Backstage, it’s girls’ school

Ballet films love to overload the dance academy or ballet company with a girls’-school ambience, portraying pent-up passions in a cloistered world. Of course, this also affords plenty of opportunities for pervy peeking – a staple of horror-exploitation film. Especially Italian ones: witness 1960’s Vampire and the Ballerina (bloodsucker terrorises dance school), or Suspiria (1977), where passion and paranoia in a ballet academy erupt extravagantly into murder and witchcraft.

There are other recurring themes – psychosomatic disorders (Limelight, 1952), ageing as a kind of death (Grand Hotel, 1932) – but at the heart of these films there is one crucial maxim …

Life and ballet do not mix

And when talking of cinema, you could rephrase that as: realism and ballet do not mix.

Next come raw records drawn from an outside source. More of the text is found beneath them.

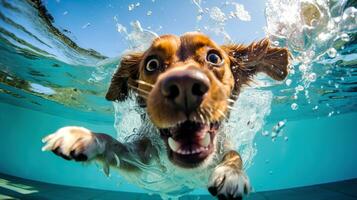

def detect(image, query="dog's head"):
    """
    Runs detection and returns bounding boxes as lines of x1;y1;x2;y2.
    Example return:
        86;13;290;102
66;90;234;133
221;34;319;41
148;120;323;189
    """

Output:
106;32;289;168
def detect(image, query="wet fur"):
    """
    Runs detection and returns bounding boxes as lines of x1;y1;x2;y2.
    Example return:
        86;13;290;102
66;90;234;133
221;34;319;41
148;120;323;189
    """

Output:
43;32;289;200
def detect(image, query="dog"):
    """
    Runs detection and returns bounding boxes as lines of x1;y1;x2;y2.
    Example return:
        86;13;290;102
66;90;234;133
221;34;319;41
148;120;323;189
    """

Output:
42;32;289;200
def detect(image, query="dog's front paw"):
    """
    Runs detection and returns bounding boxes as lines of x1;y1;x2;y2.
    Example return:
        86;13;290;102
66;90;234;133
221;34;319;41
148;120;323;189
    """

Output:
42;126;105;161
208;165;250;200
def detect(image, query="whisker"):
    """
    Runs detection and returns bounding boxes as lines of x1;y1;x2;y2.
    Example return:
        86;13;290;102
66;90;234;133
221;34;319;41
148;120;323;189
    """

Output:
201;108;211;124
128;84;150;95
207;107;213;114
227;105;237;111
135;80;154;88
207;107;215;121
230;94;239;98
201;107;213;123
227;98;235;103
198;112;206;124
217;109;227;120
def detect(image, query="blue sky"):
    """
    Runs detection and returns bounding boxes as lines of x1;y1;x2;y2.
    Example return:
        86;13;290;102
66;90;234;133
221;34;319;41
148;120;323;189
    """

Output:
44;0;267;57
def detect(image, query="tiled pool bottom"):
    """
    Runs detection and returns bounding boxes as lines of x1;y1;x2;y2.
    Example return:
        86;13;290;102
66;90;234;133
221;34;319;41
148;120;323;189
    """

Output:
1;173;357;200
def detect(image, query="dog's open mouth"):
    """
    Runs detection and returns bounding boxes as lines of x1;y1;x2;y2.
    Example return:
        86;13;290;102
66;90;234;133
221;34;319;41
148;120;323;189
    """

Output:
160;120;220;167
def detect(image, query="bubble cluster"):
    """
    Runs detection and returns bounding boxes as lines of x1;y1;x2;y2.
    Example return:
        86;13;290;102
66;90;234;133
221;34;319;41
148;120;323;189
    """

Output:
128;2;140;11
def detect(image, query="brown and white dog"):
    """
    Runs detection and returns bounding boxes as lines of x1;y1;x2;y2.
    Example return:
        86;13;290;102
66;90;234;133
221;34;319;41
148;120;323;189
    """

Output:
42;32;289;200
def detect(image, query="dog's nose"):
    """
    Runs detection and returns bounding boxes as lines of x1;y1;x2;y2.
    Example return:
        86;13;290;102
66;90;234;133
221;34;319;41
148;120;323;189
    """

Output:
161;69;210;114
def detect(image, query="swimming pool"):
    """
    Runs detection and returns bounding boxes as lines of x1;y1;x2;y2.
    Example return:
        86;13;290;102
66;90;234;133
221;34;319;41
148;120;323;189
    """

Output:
0;0;356;199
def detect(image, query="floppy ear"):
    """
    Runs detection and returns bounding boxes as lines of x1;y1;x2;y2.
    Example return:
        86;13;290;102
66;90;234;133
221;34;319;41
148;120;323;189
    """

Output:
222;38;290;90
105;52;143;101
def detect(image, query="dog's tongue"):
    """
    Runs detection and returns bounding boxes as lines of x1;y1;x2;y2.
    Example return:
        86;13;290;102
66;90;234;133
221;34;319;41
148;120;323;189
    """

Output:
167;121;211;155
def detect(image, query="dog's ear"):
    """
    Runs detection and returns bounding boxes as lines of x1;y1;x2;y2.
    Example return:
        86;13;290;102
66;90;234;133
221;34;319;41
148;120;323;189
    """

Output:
105;52;143;101
222;38;290;89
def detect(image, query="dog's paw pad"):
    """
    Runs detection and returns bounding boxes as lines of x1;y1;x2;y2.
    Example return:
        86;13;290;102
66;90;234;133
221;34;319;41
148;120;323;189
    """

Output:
208;165;250;200
42;126;104;161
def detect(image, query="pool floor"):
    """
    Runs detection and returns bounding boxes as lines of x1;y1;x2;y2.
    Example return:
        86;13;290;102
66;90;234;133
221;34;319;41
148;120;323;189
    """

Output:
0;173;357;200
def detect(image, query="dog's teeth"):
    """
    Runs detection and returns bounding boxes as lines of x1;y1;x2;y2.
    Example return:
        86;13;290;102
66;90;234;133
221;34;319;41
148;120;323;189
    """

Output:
168;137;181;152
180;149;186;155
177;149;183;154
195;148;202;154
199;133;210;147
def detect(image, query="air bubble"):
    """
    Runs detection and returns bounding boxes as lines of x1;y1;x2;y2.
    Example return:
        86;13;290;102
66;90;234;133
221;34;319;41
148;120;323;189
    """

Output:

It’s useless to protest that feature films about ballet dancers are woeful misrepresentations when even the most documentary-style feature film ever produced – Robert Altman’s The Company (2003) – regularly tips into cliche and its writer, co-producer and star is Hollywood Scream queen Neve Campbell. Surrender now, because when it comes to narrative cinema featuring ballet dancers, genre wins over realism every time. Aronofsky’s Black Swan – which, incidentally, starts out as a not terribly good melodrama and ends up as a great horror movie – is just the latest in a long and well-established line.